The data began to play. At the four-second mark, the dark dot was replaced by a point of white light. The light point expanded then vanished. There was no sign of the dot.
‘What did I just see?’ asked Gaunt. ‘An explosion?’
‘Sensor resolution is very poor,’ said Darulin, ‘but yes. The enemy base-ship just went up. Total disintegration.’
‘But it was bigger than us,’ said Criid.
‘It was,’ Darulin agreed.
‘So, what… a drive accident?’ asked Gaunt.
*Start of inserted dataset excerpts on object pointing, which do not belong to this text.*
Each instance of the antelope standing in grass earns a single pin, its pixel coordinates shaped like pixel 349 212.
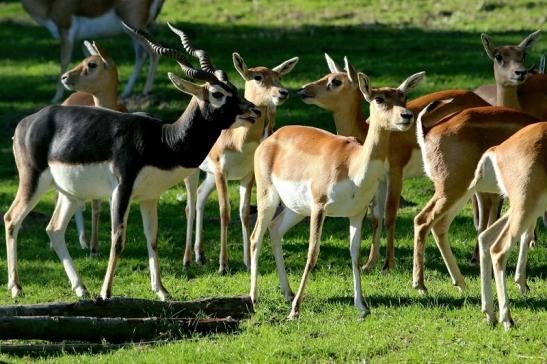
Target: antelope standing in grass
pixel 318 174
pixel 518 167
pixel 516 87
pixel 451 148
pixel 231 159
pixel 72 20
pixel 339 93
pixel 92 153
pixel 95 81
‘What’s that?’ asked Kelvedon, reaching in to point.
Another dark dot, a larger one, had appeared on the scope. It was moving past the point where the other dot had vanished. It was accelerating towards the Armaduke.
‘That’s a ship,’ said Darulin. ‘A very large ship.’
‘Time to us?’ asked Gaunt.
‘It’s on us already,’ said Darulin. He turned to the bridge crew. ‘I want identifiers now! Now!’ he shouted.
‘We have visual,’ Kelvedon called.
Something was coming in at them, something so massive it was eclipsing local starlight. It was casting a vast shadow across the crippled, helpless Armaduke. The light on the bridge changed as the shadow slid over them, throwing the external ports into blackness.
‘We’re in its shadow,’ said Darulin quietly. The bridge grew very still and very quiet. There was no sound except the rasp of the air scrubbers, the chatter of automatic systems and the occasional ping of the display system.
Suddenly, the vox went live. A screaming noise shrieked from every speaker. Everyone flinched and covered their ears.
The deafening noise became words. A voice that was not human. A voice that echoed from the pit of space.
‘tormageddon monstrum rex! tormageddon monstrum rex! tormaggeddon monstrum rex!’
‘The daemon ship from Tavis Sun,’ Kelvedon stammered.
‘The enemy battleship,’ Darulin nodded. He looked pale, resigned.
Criid looked at Gaunt, aghast. ‘Sir?’
‘Do we have shields yet, or…’ Gaunt’s voice trailed off. The name was still booming from the speakers, over and over, like a chant. Gaunt could see the look on Acting Shipmaster Darulin’s face.